On Friday we traveled the treacherous waters near the Chain of Rocks Bridge back to 1915, climbing up into water intake tower #2.

‘‘They wanted to do something just not functional but also a statement of how wonderful the city is,” says Skouby.

‘‘Henry Kiel was mayor at the time. These structures are intake towers that bring water into the plant,” he says. ‘‘They’re basically structured around a tube that drops water all the way down into a tunnel that flows into our low service wild water pump station that pumps water into our treatment plant.'

In the 19th century, St. Louisans were used to drinking and bathing in coffee colored water from the Mississippi River.

‘Yes, it’s cut into the rock approximately 70-feet down, slopped toward the pump station,” says Skouby.

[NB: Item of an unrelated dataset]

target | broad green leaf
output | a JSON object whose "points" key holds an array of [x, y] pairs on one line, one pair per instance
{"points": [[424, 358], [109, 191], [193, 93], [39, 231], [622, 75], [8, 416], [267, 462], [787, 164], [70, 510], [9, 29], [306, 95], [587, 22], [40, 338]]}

Up until the 1920s, crews would camp out for days inside this four-story building, making sure the tubes in this intake tower were working properly.

‘‘When it was being built they had a paddlewheel hidden they sank,” says Skouby. ‘‘The upper decks were out of the water and they used that as storage area for material as they built the tower.”

Are Skouby’s friends envious of his job?

‘‘I don't know about envy, but I'm popular if I could get them out here. I've had a number of them ask,” he says. ‘‘Typically we don't bring people out here.'

And as we thirsted for info on this Friday the 13th, you could feel and touch the history in this 100-year-old structure.

‘‘It’s part of the city’s history, water division history,’' says Skouby. ‘'The water division has been operating since 1835. I enjoy the history of it. It’s a good story.”

Sitting in the middle of the Mississippi, it’s a reminder of this city’s past and the progressive thinking for its future.